Researchers are gaining a deeper understanding of drug resistance by studying tumor biology at the molecular level. They are also understanding how to avoid this issue by designing pediatric cancer treatments tailored to specific mutations in a child's DNA.
In a fruitful collaboration, pediatric oncologists and biochemists are targeting neuroblastoma, an often-deadly childhood cancer of the peripheral nervous system.
"This scientific study allows us to move ahead in improving drug treatments for children with a particular form of neuroblastoma," said study co-leader Yaël P. Mossé, M.D., a pediatric oncologist at The Children's Hospital of Philadelphia. Mossé teamed up in this research with the study co-leader, Mark A. Lemmon, Ph.D., professor and chair of Biochemistry and Biophysics at the Perelman School of Medicine of the University of Pennsylvania.
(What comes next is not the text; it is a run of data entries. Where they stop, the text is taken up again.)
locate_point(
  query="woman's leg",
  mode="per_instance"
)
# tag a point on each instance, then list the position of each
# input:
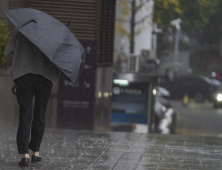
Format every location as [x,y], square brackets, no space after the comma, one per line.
[24,94]
[42,94]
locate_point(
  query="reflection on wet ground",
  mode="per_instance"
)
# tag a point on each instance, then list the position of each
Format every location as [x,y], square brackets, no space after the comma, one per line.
[198,118]
[78,150]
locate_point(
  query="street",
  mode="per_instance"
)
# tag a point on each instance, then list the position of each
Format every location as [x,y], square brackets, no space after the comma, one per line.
[198,119]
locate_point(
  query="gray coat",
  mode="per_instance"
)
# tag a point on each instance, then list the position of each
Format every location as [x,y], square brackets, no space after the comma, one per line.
[24,57]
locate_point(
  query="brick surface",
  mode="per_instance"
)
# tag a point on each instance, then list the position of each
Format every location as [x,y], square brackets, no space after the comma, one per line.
[85,150]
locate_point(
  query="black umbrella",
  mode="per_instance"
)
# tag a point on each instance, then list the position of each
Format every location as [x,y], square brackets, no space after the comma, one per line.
[53,38]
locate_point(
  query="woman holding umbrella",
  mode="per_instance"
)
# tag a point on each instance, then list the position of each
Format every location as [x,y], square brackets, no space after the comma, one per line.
[33,74]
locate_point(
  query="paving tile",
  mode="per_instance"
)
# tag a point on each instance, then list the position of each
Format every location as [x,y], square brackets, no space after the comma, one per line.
[88,150]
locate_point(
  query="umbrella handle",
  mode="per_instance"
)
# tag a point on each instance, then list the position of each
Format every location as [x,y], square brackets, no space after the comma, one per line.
[68,23]
[13,90]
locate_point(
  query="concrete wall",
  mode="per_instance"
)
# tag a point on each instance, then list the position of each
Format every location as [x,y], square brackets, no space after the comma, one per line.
[143,41]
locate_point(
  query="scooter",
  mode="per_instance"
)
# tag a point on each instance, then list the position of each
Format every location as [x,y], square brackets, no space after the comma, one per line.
[165,115]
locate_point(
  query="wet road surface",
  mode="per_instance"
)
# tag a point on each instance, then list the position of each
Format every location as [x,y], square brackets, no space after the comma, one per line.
[85,150]
[198,118]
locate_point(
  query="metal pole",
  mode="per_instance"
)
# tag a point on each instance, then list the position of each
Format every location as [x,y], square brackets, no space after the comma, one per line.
[149,109]
[132,28]
[176,45]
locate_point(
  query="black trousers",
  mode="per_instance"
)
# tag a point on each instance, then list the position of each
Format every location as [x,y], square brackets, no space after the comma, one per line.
[27,87]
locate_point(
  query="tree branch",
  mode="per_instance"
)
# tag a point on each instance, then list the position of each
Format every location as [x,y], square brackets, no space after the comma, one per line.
[142,20]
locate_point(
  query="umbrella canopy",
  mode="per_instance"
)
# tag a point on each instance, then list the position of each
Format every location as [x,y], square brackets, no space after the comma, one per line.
[53,38]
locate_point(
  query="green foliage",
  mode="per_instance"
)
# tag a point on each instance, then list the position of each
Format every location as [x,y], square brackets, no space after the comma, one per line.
[212,32]
[194,13]
[4,40]
[165,11]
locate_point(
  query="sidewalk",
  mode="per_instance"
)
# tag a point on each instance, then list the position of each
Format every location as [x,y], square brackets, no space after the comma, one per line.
[85,150]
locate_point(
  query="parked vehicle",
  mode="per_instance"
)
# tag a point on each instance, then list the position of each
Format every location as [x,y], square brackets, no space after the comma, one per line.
[165,116]
[196,87]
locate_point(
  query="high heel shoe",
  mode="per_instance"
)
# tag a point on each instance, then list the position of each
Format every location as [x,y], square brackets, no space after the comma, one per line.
[36,159]
[24,161]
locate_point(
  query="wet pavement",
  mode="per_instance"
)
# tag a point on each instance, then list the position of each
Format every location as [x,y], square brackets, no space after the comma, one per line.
[86,150]
[198,119]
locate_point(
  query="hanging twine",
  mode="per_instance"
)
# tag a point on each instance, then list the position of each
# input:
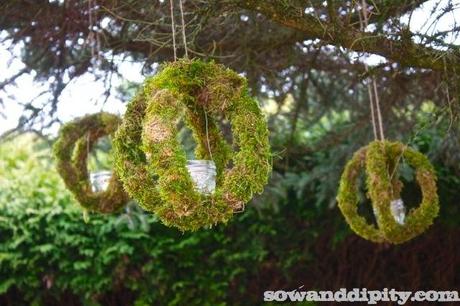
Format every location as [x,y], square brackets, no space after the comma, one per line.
[376,115]
[184,37]
[173,28]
"This has been a terrific collaboration," said Lemmon. "We have been working for a long time to understand how growth factor receptors work as signaling 'machines.' With the Mossé group, we focused on how control of these receptors is compromised in cancer, and can use the laboratory results to guide directly where to go next in the clinic."
The study appears today in the Nov. 9 issue of Science Translational Medicine
In neuroblastoma, the most common solid cancer of early childhood, roughly 10 percent of patients have mutations in ALK, the gene carrying the code for the signaling receptor anaplastic lymphoma kinase. Mossé, who led a team that discovered this gene's role in 2008, was able to expedite a pediatric clinical trial based on this finding within a year, because an existing ALK inhibitor called crizotinib was already in adult clinical trials for a subset of non-small cell lung cancer patients.
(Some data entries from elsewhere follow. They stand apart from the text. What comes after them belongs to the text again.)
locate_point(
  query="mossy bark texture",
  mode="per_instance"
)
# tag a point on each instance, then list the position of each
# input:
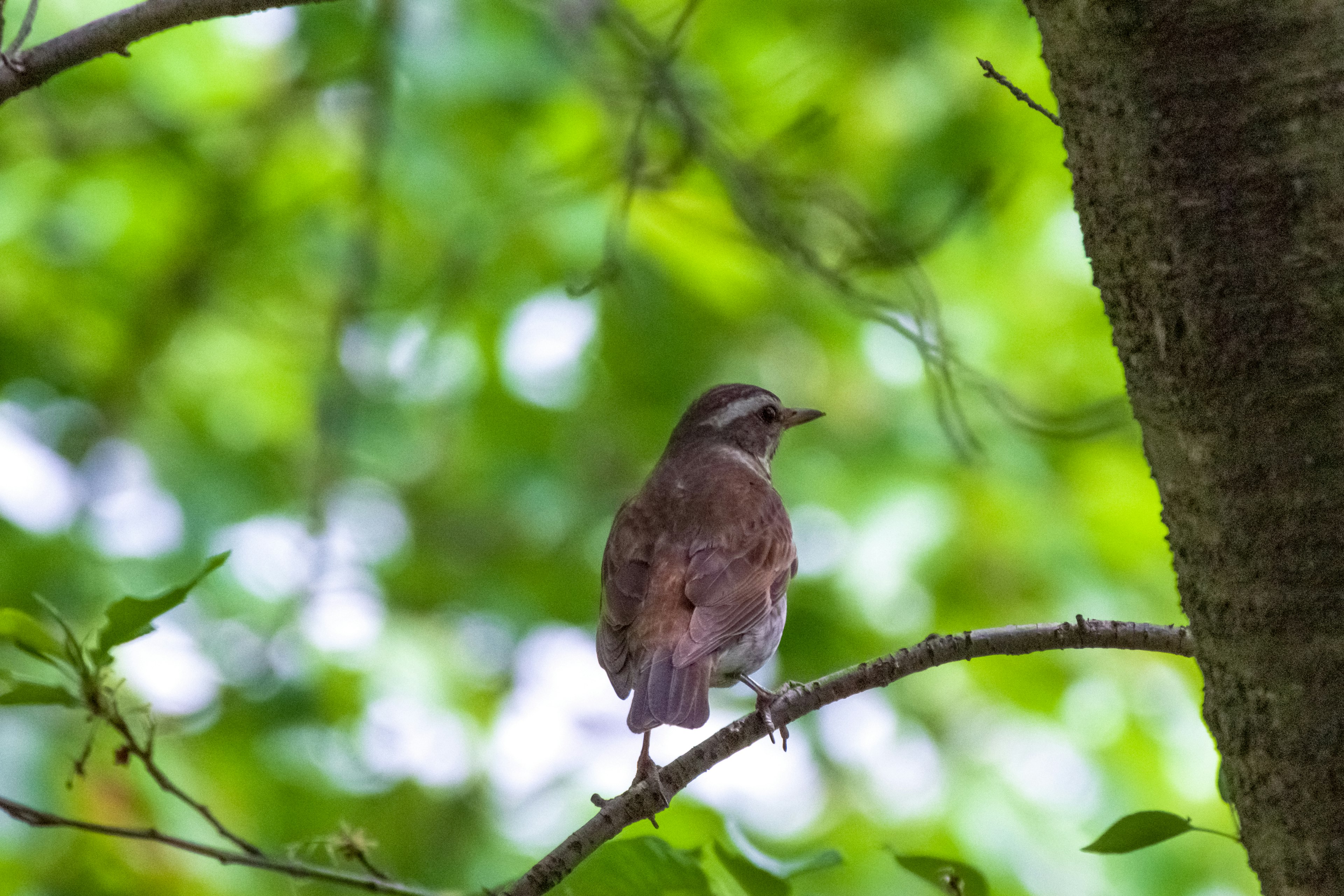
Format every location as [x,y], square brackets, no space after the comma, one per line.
[1206,140]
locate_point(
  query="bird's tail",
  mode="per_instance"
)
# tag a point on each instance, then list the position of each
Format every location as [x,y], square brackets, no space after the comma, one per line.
[666,695]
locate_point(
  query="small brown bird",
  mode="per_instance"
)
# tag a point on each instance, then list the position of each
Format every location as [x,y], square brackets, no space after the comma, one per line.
[697,566]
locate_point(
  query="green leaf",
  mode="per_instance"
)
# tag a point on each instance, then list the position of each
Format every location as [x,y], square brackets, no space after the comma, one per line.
[638,867]
[30,694]
[816,862]
[26,633]
[130,618]
[755,880]
[1139,831]
[955,879]
[785,868]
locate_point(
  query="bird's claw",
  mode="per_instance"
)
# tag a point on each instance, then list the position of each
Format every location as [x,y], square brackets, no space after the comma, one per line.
[764,702]
[650,773]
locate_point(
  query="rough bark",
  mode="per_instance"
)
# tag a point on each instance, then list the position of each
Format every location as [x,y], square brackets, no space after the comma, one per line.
[1206,140]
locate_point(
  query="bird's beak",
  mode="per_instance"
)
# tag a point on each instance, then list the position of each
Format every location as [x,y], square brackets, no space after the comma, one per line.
[799,415]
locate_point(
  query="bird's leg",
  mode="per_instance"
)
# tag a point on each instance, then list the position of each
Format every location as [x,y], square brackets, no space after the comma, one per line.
[650,771]
[764,700]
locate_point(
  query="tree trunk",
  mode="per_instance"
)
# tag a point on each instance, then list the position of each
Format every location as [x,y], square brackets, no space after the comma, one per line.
[1206,140]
Crizotinib was therefore available for use in a pediatric clinical trial against neuroblastoma, but early results in adult cancers showed that tumors sometimes develop resistance to the drug. The current study combined basic biochemistry and structural biology with studies in tumor-derived cell lines and animal models to investigate how different ALK mutations in neuroblastoma affect how ALK activity and tumor growth respond to crizotinib.
The researchers focused on the two most common ALK mutations found in neuroblastoma patients. They found that crizotinib effectively halted the proliferation of neuroblastoma cells harboring the most common mutation, but that the second most common ALK mutation was more resistant to the drug.
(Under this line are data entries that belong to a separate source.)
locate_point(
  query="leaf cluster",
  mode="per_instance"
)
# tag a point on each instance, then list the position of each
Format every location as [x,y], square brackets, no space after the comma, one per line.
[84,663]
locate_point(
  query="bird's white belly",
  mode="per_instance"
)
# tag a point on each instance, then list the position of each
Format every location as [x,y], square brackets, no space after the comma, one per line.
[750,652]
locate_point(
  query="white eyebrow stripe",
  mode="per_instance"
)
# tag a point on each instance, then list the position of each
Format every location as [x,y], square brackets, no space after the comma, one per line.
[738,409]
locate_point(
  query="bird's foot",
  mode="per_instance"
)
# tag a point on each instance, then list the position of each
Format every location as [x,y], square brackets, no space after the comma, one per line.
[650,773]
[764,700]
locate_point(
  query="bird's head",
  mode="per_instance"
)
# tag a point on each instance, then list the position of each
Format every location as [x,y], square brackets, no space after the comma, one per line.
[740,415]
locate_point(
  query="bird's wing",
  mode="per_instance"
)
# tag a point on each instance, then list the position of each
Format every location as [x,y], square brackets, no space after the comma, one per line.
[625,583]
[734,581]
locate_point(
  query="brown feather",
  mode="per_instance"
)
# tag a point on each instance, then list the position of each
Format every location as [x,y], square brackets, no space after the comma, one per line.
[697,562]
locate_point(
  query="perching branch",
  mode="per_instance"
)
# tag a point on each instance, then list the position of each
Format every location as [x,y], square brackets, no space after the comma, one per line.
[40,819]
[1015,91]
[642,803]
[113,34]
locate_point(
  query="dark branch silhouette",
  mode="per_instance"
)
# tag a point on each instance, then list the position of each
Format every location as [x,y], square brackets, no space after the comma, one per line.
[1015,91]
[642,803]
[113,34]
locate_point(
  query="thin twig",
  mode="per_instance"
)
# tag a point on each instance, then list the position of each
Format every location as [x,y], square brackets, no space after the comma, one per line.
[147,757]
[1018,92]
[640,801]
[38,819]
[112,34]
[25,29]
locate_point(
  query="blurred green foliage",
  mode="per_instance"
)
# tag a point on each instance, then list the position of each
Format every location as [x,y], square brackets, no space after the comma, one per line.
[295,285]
The reason for the different results, say the authors, is that the drug-resistant mutation causes ALK to bind more tightly to a key cellular compound called ATP that drives its signaling. Since crizotinib must displace this compound to inhibit ALK, the increased ATP binding caused by the resistant mutation reduces crizotinib's effectiveness.
The authors say these results justify increasing the dosage of crizotinib in patients with the more drug-resistant mutation, although human studies must first be performed to determine if a higher dose will be safe and effective in children. Fortunately, said Mossé, unlike conventional chemotherapy, which attacks both cancerous and normal cells, this type of drug strikes much more specific targets, and tends to have lower risk of overall toxicity.
"This study shows how important it is to integrate basic science into the design of clinical trials, and how useful it can be," Mossé added. "If we can better individualize treatment to a child's genetic profile by understanding the effects of mutations on protein structure and function, we may achieve better results for patients," added Lemmon.